What is the criteria for playing a character based on a factual person? How much artistic license is granted toward playing such a character in a fiction piece? Should an actor portray said character based on the knowledge or experience required for the role? Those are the ethical dilemmas at play in Victoria Linares Villegas’ sophomore feature Ramona. In the originally planned, COVID-thwarted fiction film, actor and casting director Camilla Santana plays the eponymous girl, a pregnant woman amidst the teen pregnancy epidemic in the Dominican Republic.
But the pandemic forced Villegas to make this preconceived idea into a documentary where the slightly older Santana interviews six tween / young-adult mothers to get an understanding of Ramona. She seeks the character’s authenticity by grasping their imaginations of how Ramona lives, her fashion style, physical appearance, body movement, and how she interacts with male bargoers. The consensus that Santana gathers is a collective origin story of how a girl becomes a woman and how they do not grow into adulthood the same way as their male counterparts. Then it blossoms into a character study of the lengths an artist takes to commit to the project and the sacrifices they make for art’s sake.

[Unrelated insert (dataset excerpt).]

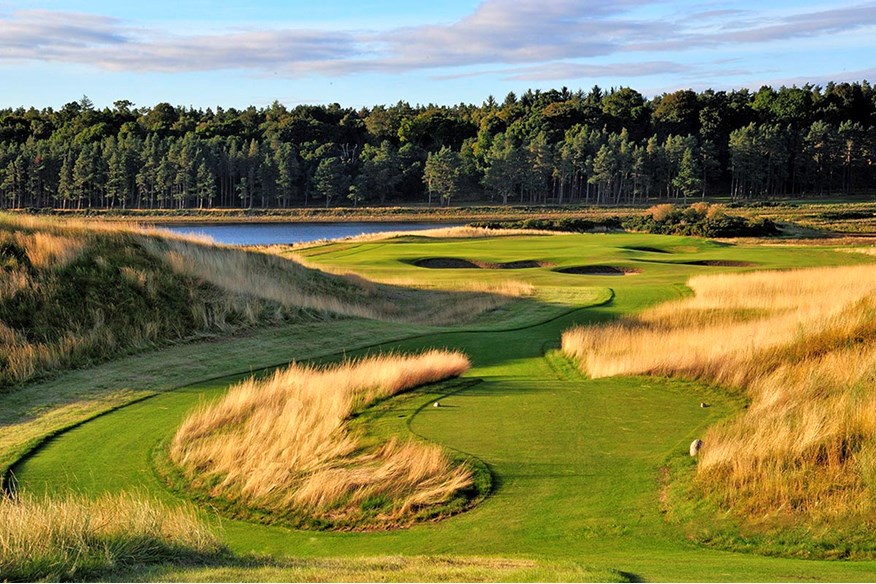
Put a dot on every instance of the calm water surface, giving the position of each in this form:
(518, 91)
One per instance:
(272, 233)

Villegas continues to admire the slate after its pivotal presence in her debut, It Runs in the Family. In Ramona the slate teleports the audience from a contrived artificial soundstage to vibrant, lively shoots that fill up the painted wall’s textures and connect with participants’ voluminous stories. It’s an organic shift where Villegas and Santana’s instincts dictate womanhood’s internal complexity. They are not interested in finding a solution to a known crisis. Instead they discover how cultural norms forced a specific life trajectory on Dominican women. Villegas also makes spellbinding use of repetitions, such as cutting each participant wearing the same uniform and Santana delivering the same line differently––”Momma drank all the time and I turned out fine”––to emphasize the multiple moods one has gone through during their adolescence, and that Ramona is not a monolith.
The onscreen role exchange between Santana and the researched ensemble in the third act derails Santana’s emotional arc, but it is the necessary transaction for the film to make. Santana dilutes herself behind the camera to spotlight the people who’ve similarly experienced Ramona’s life, which reflects her casting directorial background. But her emotional reflections on her performance are not captured explicitly when she slowly becomes an extra. Though this film is not about the performance; it’s about Villegas and Santana’s authorial decisions informing art. It unveils the politics of casting a movie and how its choices determine its fate and reception when handling it with care and due diligence.
Ramona is an incisive, delicate canvas that ennobles sorority, motherhood, and leadership. Its precise cinematography amplifies interviewed background resources into the film’s skeleton and backbones. It contests traditional casting practices in favor of a collaborative, transformative act of solidarity. Santana acknowledges her limits as someone who has never carried a baby and gives back her role to Ramona’s lower-class community, the protagonist’s original background.
Ramona had its North American premiere at True/False 2023 where Villegas received the festival’s True Vision Award.